I'm not sure if I want to do it anymore. A bit hesitant and lazy plus it wouldn't matter that much to him. If only I had my own little group of girls. Why aren't you here Britney!? It would be okay even if it had to be a duet lol. All these thoughts and hopes but I don't know if I should even act upon it. Maybe I should just push it all aside! It's just foolishness in the end. Genetics is starting to become juuuust a bit more difficult. Sad face. Why must it!? Maybe I'm just distracted too much during class? Looked at myself in the mirror and I did not like seeing what I saw. UGH! Dietary goals: Must finish both my OJ and milk before I start eating, only allowed a snack during even block, only allowed raspberry water in the morning, and no eating after 7pm on weekdays/8pm on weekends, I can only order once from sonic a week and it has to be under $2. Must integrate more workouts into my lifestyle! The trip is in almost a month, must get ready! On the same note, I decided to look up foreign exchange programs and most of them are all high school! And I'm just like asjgk! The shortest is 6 months and it costs $9K. Damn. I'm not sure if I wanna become a JET member though because I'd have to get my teaching degree to be able to teach English before I could apply because you're basically applying for a job. I just wanna be able to live there for a year or so then come back! Blargh. It doesn't even have to be Japan! I'd be content with Korea or China as a matter of fact.
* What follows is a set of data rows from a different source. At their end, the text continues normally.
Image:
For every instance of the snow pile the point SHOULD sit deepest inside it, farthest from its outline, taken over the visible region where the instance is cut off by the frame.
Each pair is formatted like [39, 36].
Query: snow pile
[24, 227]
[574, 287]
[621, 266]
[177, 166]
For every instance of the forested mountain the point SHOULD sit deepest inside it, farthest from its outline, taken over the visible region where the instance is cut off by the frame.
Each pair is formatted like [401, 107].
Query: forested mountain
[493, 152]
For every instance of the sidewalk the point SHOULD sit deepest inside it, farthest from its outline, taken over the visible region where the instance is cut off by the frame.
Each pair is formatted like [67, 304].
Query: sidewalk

Hanna's going to Korea for a year to live as well by herself. Fuhhhhck! I don't wanna get a teaching degree which might take who knows how long to go to a foreign country and live there for a year because I still have that medical degree which is my main focus. Thailand has one for 4 months around $2.5k but I don't wanna go because it'll remind me of him. I don't wanna live there without him. Sure, I'd visit it and explore but I don't want to live there by myself. On a new note, I colored my hair purple! I am officially reppin' black and purple. Yeah yeah, I know. Ambassadors are not allowed unnatural hair colors but the purple blends in with the black. I'm sure it'll fade before the next orientation meeting and if it doesn't, I'll dye it black but I'm crossing my fingers and hoping it doesn't come to that!